Lectio Divina: 7th Sunday of ordinary time (C)

Lectio Divina: 
Sunday, February 24, 2019 - 08

Imitating the mercy of the Father in heaven
Luke 6:27-38

1. Opening prayer

Lord Jesus, send Your Spirit to help us to read the scriptures with the same mind that You read them to the disciples on the way to Emmaus. In the light of the Word, written in the bible, You helped them to discover the presence of God in the disturbing events of Your sentence and death. Thus, the cross that seemed to be the end of all hope became for them the source of life and of resurrection.
Create  silence in us so that we may listen to Your voice in creation and in the scriptures, in events and in people, above all in the poor and suffering. May Your word guide us so that we too, like the two disciples on the way to Emmaus, may experience the force of Your resurrection and witness to others that You are alive in our midst as source of fraternity, justice and peace. We ask this of You, Jesus, son of Mary, who revealed the Father to us and sent us Your Spirit. Amen.

2. Reading

a) A key to the reading:

Luke tells us (Lk 6:17-19) that as Jesus was coming down the mountain with the Twelve, he met a large crowd who sought to listen to His word and to touch Him, because power emanated from Him and it cured all.

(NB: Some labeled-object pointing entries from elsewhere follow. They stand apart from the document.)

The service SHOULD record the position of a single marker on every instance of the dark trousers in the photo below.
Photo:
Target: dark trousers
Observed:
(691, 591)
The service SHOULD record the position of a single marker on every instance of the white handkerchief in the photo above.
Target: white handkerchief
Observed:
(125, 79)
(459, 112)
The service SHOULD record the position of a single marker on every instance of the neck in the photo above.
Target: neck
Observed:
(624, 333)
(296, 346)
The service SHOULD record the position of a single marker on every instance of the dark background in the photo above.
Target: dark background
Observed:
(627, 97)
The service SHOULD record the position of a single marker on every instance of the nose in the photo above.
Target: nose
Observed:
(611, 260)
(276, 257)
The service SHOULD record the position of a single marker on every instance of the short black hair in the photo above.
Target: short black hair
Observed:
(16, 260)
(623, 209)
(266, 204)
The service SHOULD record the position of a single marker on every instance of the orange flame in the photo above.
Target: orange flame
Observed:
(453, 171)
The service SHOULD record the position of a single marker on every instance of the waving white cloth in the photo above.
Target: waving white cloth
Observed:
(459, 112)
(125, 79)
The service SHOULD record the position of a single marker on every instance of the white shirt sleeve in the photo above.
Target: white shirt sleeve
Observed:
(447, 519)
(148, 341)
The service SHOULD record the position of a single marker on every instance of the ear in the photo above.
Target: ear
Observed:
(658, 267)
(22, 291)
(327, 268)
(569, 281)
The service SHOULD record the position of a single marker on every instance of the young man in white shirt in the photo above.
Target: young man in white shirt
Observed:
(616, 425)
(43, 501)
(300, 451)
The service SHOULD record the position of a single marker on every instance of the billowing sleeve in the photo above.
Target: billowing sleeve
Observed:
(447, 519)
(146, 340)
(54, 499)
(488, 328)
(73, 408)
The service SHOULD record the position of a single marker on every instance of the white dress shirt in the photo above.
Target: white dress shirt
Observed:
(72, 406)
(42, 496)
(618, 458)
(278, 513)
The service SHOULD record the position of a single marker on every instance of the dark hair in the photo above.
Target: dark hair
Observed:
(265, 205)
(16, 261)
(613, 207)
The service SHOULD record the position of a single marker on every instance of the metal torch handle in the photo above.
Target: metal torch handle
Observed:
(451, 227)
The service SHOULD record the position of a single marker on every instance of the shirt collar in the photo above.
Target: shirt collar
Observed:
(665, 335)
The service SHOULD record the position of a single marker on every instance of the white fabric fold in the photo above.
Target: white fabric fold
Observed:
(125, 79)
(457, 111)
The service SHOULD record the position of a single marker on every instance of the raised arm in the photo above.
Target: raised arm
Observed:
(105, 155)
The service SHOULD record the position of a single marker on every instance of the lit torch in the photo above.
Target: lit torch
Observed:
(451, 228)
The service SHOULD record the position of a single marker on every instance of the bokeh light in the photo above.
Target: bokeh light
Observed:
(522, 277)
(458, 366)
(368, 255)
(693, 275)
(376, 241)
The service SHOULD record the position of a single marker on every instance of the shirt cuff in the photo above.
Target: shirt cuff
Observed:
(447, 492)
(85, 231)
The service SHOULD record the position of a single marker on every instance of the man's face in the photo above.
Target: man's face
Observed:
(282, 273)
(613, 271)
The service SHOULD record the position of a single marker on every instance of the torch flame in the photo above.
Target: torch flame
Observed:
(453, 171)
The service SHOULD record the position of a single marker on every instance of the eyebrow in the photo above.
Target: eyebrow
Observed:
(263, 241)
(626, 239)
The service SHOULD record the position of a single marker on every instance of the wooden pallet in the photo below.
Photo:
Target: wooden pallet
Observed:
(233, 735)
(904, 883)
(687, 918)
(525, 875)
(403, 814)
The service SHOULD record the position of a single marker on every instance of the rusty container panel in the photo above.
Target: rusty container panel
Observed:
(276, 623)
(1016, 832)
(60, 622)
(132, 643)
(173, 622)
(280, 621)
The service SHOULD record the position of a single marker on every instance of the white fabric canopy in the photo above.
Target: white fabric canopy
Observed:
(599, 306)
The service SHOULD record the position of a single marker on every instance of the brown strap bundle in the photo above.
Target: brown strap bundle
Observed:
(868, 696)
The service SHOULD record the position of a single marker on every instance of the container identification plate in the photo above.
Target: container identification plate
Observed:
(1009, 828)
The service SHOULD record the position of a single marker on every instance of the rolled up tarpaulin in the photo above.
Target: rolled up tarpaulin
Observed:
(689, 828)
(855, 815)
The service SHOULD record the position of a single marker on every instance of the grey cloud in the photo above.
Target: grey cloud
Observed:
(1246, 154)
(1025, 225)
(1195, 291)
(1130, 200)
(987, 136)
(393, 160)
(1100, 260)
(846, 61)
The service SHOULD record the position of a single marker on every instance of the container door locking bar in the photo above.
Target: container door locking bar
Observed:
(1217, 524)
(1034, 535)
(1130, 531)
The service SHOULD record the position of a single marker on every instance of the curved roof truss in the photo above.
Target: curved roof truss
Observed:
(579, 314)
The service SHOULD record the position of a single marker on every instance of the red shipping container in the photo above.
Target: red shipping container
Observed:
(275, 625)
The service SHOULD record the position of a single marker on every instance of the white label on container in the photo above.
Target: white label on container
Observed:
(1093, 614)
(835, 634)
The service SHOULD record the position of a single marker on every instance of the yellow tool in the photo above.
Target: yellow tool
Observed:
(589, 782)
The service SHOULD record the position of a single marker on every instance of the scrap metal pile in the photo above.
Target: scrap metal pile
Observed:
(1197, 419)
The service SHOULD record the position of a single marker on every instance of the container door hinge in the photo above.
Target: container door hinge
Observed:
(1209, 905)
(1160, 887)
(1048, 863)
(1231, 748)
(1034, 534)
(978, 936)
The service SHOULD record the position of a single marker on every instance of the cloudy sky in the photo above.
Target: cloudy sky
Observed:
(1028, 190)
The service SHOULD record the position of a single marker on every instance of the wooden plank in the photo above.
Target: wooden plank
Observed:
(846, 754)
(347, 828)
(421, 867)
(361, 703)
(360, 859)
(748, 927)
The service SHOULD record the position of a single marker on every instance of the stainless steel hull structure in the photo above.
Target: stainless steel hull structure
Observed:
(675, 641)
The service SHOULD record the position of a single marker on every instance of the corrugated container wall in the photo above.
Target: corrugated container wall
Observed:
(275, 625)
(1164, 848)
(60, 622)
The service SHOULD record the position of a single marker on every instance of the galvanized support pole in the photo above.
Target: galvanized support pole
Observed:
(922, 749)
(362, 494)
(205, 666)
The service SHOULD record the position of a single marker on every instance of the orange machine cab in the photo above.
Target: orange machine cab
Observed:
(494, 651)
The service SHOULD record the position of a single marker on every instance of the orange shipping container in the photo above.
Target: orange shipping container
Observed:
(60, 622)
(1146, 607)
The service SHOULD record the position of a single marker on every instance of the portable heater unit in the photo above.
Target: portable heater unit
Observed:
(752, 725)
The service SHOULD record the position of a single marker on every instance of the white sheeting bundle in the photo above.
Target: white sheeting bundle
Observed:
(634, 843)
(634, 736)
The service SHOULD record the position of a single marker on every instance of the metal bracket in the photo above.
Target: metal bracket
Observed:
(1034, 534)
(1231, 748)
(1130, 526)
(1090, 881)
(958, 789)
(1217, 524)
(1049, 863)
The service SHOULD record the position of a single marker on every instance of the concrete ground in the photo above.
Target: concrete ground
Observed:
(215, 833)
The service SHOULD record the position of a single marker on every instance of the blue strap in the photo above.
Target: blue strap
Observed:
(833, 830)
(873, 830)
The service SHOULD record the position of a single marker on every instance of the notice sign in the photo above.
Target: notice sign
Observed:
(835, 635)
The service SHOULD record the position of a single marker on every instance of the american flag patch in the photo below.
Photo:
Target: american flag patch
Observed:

Jesus welcomes the crowd and speaks His word to them. The text of the liturgy for this Sunday puts before us a part of the discourse Jesus delivered on that occasion. In Luke’s Gospel, those to whom the discourse is addressed are “the disciples” and “a great crowd of people from all parts of Judea and from Jerusalem and from the coastal region of Tyre and Sidon” (Lk 6:17). Perhaps these are Jews (Judea and Jerusalem) and pagans (the coastal region of Tyre and Sidon). In Matthew’s Gospel, this same discourse is presented as the New Law of God, as the Ancient Law had been proclaimed from the top of the mountain (Mt 5:1).

b) A division of the text as a help to the reading:

Luke 6:27-28: General counsels.
Luke 6:29-30: Concrete examples of the practice of the general counsels.
Luke 6:31: A summary of Jesus’ teaching.
Luke 6:32-34: Whoever wishes to follow Jesus must go beyond the morality of the pagans.
Luke 6:35-36: The root of the new morality: imitate the mercy of God the Father.
Luke 6:36-38: Concrete examples of how to imitate God the Father.

c) The text:

Jesus said to his disciples: “To you who hear I say, love your enemies, do good to those who hate you, bless those who curse you, pray for those who mistreat you. To the person who strikes you on one cheek, offer the other one as well, and from the person who takes your cloak, do not withhold even your tunic. Give to everyone who asks of you, and from the one who takes what is yours do not demand it back. Do to others as you would have them do to you. For if you love those who love you, what credit is that to you? Even sinners love those who love them. And if you do good to those who do good to you, what credit is that to you? Even sinners do the same. If you lend money to those from whom you expect repayment, what credit is that to you? Even sinners lend to sinners, and get back the same amount. But rather, love your enemies and do good to them, and lend expecting nothing back; then your reward will be great and you will be children of the Most High, for he himself is kind to the ungrateful and the wicked. Be merciful, just as your Father is merciful. “Stop judging and you will not be judged. Stop condemning and you will not be condemned. Forgive and you will be forgiven. Give, and gifts will be given to you; a good measure, packed together, shaken down, and overflowing, will be poured into your lap. For the measure with which you measure will in return be measured out to you.”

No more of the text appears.